David Cameron has announced that economist Jim O’Neill is to lead a panel, including experts from science, finance, industry and global health, that will set out plans for encouraging the development of new antibiotics.
“If we fail to act, we are looking at an almost unthinkable scenario where antibiotics no longer work and we are cast back into the dark ages of medicine where treatable infections and injuries will kill once again,” the prime minister said.
The issue was discussed at a G7 leaders meeting in Brussels earlier this month and Mr Cameron said he got specific support from US president Barack Obama and German Chancellor Angela Merkel.

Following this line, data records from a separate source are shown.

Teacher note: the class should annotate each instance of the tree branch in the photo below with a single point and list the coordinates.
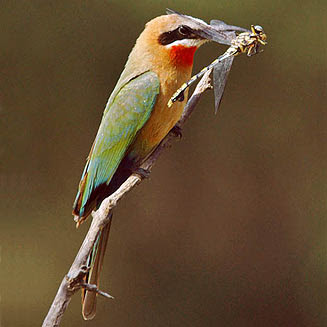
(73, 281)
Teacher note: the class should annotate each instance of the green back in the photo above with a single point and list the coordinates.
(123, 117)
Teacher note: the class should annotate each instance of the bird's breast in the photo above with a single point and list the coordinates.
(162, 118)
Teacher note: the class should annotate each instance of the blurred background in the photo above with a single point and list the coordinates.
(230, 229)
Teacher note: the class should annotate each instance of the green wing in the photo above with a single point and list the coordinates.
(123, 117)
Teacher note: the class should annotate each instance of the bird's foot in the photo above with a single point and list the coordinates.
(177, 131)
(143, 173)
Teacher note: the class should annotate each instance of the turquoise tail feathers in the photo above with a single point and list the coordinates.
(94, 262)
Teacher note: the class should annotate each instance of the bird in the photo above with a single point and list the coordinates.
(136, 119)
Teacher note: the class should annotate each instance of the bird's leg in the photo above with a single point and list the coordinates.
(143, 173)
(177, 131)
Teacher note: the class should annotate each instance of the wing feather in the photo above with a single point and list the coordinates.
(123, 117)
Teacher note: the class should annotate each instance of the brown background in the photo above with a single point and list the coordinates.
(230, 230)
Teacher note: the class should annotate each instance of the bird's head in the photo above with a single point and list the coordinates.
(175, 37)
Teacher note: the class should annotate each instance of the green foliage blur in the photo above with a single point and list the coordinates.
(230, 229)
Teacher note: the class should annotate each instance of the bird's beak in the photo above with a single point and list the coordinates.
(219, 32)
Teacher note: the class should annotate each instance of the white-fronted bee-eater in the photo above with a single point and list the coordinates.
(137, 118)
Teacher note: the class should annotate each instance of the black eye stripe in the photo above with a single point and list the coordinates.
(180, 33)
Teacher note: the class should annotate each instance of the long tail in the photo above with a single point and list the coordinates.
(95, 261)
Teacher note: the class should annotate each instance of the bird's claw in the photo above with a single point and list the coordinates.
(177, 131)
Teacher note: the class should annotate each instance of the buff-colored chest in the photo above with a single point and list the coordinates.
(162, 118)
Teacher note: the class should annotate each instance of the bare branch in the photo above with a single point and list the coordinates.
(73, 281)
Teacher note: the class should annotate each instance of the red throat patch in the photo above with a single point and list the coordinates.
(182, 56)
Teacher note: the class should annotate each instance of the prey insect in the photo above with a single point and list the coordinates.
(246, 42)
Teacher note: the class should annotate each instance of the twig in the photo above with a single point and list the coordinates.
(73, 281)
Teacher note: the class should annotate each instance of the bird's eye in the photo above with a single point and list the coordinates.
(258, 28)
(183, 30)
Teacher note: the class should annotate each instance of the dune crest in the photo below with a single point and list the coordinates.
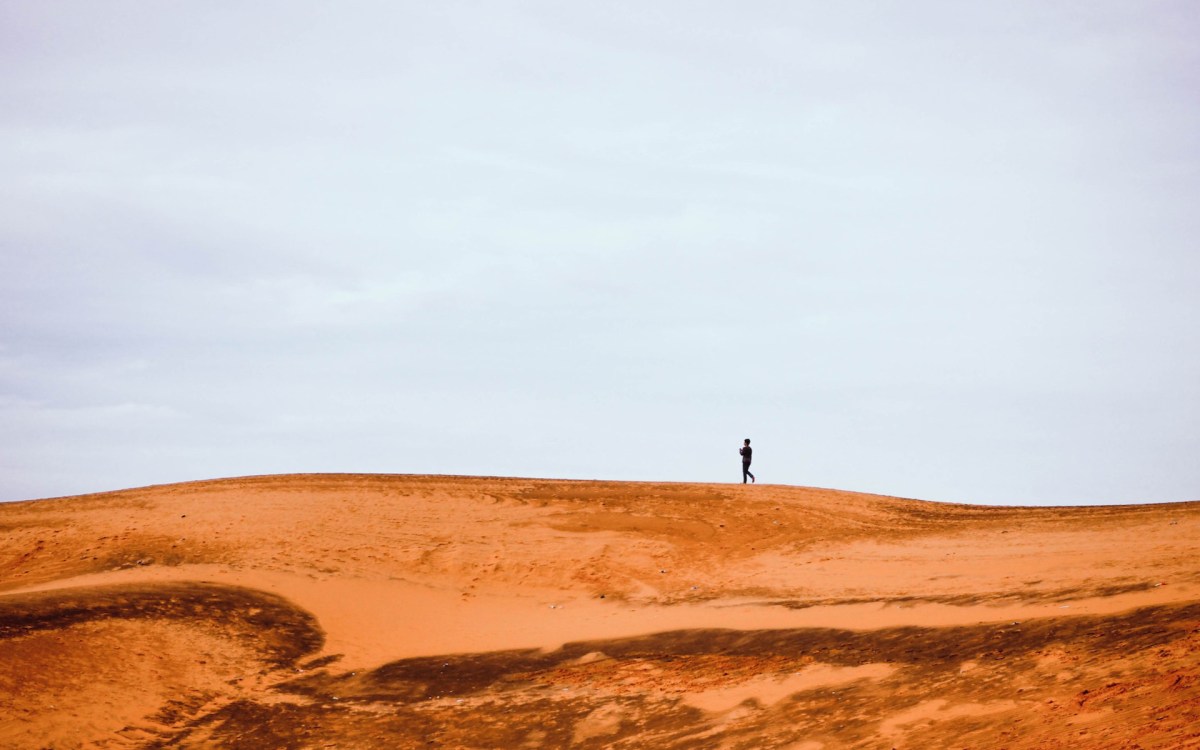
(379, 611)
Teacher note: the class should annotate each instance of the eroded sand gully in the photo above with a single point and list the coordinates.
(474, 612)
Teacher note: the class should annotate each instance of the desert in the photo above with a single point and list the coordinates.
(407, 611)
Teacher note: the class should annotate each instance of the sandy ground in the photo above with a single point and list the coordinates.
(371, 611)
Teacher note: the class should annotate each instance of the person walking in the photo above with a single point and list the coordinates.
(747, 451)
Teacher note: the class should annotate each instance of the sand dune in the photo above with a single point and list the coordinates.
(369, 611)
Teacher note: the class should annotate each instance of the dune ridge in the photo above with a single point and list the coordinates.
(405, 611)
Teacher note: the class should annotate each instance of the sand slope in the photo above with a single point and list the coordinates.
(369, 611)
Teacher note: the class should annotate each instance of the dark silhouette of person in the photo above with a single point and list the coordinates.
(747, 451)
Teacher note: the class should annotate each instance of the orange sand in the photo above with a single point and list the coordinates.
(359, 611)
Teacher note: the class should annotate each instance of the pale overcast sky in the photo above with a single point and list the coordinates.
(931, 249)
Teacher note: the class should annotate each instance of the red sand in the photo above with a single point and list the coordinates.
(357, 611)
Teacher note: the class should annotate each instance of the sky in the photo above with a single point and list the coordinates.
(924, 249)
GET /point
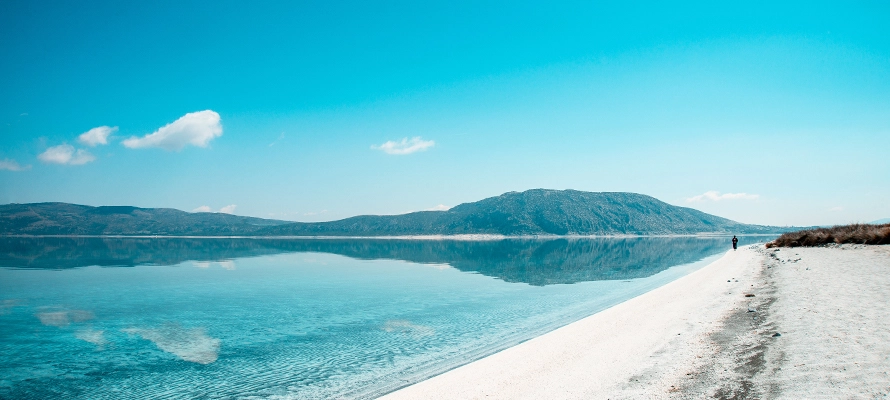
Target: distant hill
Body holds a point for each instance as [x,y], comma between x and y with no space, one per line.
[533,212]
[536,212]
[73,219]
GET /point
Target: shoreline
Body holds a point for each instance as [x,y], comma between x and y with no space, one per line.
[469,237]
[756,323]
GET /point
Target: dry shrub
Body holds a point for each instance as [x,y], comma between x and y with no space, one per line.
[855,233]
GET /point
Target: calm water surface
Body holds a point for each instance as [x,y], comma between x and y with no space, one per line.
[262,318]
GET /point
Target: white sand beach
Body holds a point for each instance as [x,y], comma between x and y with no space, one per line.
[712,333]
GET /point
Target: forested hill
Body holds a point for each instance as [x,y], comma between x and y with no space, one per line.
[536,212]
[533,212]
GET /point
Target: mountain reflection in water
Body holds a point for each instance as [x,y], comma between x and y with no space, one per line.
[536,262]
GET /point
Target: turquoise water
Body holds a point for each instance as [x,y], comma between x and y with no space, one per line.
[301,319]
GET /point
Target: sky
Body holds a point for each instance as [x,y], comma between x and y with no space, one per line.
[759,112]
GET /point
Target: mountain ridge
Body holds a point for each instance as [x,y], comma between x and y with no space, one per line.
[535,212]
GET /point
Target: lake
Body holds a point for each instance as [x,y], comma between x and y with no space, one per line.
[109,318]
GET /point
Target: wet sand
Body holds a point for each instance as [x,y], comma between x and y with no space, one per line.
[711,334]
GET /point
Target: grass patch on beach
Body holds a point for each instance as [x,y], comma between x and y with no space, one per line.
[855,233]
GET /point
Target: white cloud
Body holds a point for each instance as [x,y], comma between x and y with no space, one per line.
[11,165]
[405,146]
[96,136]
[713,195]
[65,154]
[196,129]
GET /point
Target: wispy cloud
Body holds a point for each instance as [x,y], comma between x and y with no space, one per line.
[66,154]
[716,196]
[405,146]
[196,129]
[96,136]
[7,164]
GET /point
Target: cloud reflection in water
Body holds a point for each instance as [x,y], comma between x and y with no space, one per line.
[189,344]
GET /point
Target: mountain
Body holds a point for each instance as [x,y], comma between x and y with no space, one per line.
[533,212]
[73,219]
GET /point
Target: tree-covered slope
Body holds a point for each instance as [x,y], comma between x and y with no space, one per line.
[73,219]
[533,212]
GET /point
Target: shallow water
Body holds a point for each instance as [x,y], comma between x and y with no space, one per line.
[262,318]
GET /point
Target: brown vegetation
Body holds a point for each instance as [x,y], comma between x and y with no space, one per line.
[855,233]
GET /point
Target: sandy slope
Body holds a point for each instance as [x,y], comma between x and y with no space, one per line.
[640,347]
[832,308]
[702,337]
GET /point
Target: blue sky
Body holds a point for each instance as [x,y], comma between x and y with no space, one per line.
[762,113]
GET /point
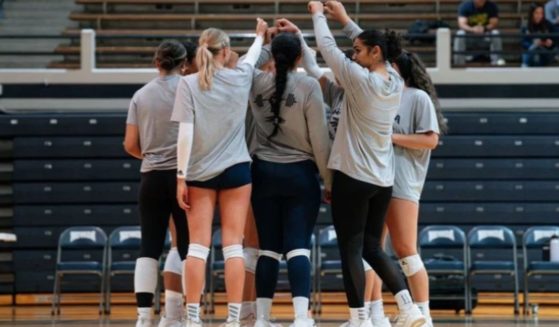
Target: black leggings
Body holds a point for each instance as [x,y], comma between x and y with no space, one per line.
[358,211]
[157,201]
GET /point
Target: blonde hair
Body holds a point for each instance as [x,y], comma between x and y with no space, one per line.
[211,42]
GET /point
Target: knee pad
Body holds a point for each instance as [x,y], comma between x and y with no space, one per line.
[251,259]
[233,251]
[270,254]
[366,265]
[198,251]
[173,262]
[145,275]
[411,265]
[298,252]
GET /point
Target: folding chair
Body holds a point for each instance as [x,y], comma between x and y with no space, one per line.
[83,238]
[535,238]
[125,239]
[492,238]
[443,238]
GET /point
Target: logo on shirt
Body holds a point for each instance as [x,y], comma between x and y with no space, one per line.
[290,100]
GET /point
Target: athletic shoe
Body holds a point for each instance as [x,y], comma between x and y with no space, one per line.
[248,320]
[303,322]
[361,323]
[231,324]
[166,322]
[381,322]
[192,323]
[144,322]
[265,323]
[411,318]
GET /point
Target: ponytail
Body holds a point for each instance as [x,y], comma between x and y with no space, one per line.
[414,73]
[212,41]
[286,49]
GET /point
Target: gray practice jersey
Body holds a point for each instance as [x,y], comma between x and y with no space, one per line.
[219,120]
[304,133]
[416,115]
[363,145]
[150,109]
[333,96]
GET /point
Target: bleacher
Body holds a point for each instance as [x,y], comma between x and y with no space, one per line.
[64,170]
[129,30]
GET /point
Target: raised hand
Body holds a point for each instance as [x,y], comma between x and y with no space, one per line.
[285,25]
[315,7]
[337,12]
[261,27]
[271,33]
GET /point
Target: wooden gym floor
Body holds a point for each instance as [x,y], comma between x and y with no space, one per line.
[494,310]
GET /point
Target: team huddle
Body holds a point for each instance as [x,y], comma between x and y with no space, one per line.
[368,134]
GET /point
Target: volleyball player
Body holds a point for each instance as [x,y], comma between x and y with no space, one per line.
[151,137]
[214,161]
[362,157]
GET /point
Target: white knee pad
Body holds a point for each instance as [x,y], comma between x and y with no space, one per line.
[233,251]
[173,262]
[298,252]
[145,275]
[366,265]
[251,259]
[198,251]
[270,254]
[411,265]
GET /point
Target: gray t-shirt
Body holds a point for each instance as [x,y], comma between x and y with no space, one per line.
[333,96]
[363,145]
[416,115]
[219,120]
[150,109]
[304,133]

It’s hoped that the review panel’s proposals will be discussed at next year’s G7 summit, which will be hosted by Germany.
Meanwhile, speaking at the BVA’s annual Welsh dinner in Cardiff on Tuesday nIght (July 1), BVA president Robin Hargreaves reiterated the importance of using antimicrobials responsibly.
“One of the greatest challenges to both animal and human health is the threat of antibiotic resistance, which has the potential to become a global catastrophe,” he said. “To ensure healthy animals in the future, we must ensure we safeguard veterinary medicines. And so across the country we continue to take a lead in raising awareness about the need to use these vital medicines responsibly.
“But we mustn’t simply pay lip service to the problem. The BVA asks all veterinary surgeons to look at themselves to make sure that they are each playing their part and doing the right things.”